Des voiles et des voiles de fine gaze sombre se lèvent, et par degrés, les choses récupèrent leurs formes et leurs couleurs, et nous guettons l’aurore refaisant à nouveau le monde.

Les miroirs blêmes retrouvent leur vie mimique. Les bougies éteintes sont où nous les avons laissées, et à côté, gît le livre à demi-coupé que nous lisions, ou la fleur montée que nous portions au bal, ou la lettre que nous avions peur de lire ou que nous avons lue trop souvent… Rien ne nous semble changé.

Hors des ombres irréelles de la nuit, resurgit la vie réelle que nous connûmes.

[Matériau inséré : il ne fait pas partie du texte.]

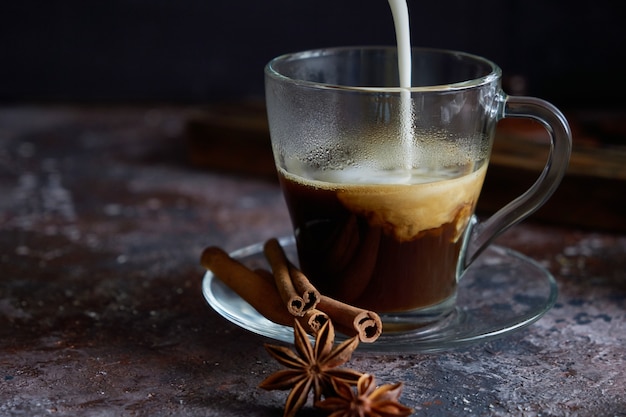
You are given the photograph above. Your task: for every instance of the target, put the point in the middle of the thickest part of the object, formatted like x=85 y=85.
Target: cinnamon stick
x=349 y=319
x=352 y=320
x=297 y=293
x=256 y=290
x=312 y=320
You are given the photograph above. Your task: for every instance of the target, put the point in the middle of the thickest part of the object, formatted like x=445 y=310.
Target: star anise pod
x=311 y=367
x=368 y=401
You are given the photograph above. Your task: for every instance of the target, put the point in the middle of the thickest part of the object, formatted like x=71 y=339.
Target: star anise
x=312 y=367
x=368 y=401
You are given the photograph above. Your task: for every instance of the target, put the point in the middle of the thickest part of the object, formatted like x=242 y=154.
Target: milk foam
x=405 y=209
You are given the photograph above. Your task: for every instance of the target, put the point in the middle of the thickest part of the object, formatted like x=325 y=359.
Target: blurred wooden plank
x=234 y=137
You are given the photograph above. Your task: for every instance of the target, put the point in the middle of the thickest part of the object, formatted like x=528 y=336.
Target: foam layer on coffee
x=405 y=204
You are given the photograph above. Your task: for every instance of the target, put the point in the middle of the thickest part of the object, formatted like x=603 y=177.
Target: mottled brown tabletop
x=102 y=222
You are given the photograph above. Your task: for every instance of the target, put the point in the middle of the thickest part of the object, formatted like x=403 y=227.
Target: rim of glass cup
x=494 y=74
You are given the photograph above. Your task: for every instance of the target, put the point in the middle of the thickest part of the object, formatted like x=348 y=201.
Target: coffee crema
x=384 y=247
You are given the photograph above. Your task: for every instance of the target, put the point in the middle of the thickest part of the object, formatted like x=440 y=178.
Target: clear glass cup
x=382 y=182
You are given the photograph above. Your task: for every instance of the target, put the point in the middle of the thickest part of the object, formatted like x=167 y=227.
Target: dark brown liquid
x=349 y=259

Il nous faut nous souvenir où nous la laissâmes ; et alors s’empare de nous un terrible sentiment de la continuité nécessaire de l’énergie dans quelque cercle fastidieux d’habitudes stéréotypées, ou un sauvage désir, peut-être, que nos paupières s’ouvrent quelque matin sur un monde qui aurait été refait à nouveau dans les ténèbres pour notre plaisir, un monde dans lequel les choses auraient de nouvelles formes et de nouvelles couleurs, qui serait changé, qui aurait d’autres secrets, un monde dans lequel le passé aurait peu ou point de place, aucune survivance, même sous forme consciente d’obligation ou de regret, la remembrance même des joies ayant son amertume, et la mémoire des plaisirs, ses douleurs.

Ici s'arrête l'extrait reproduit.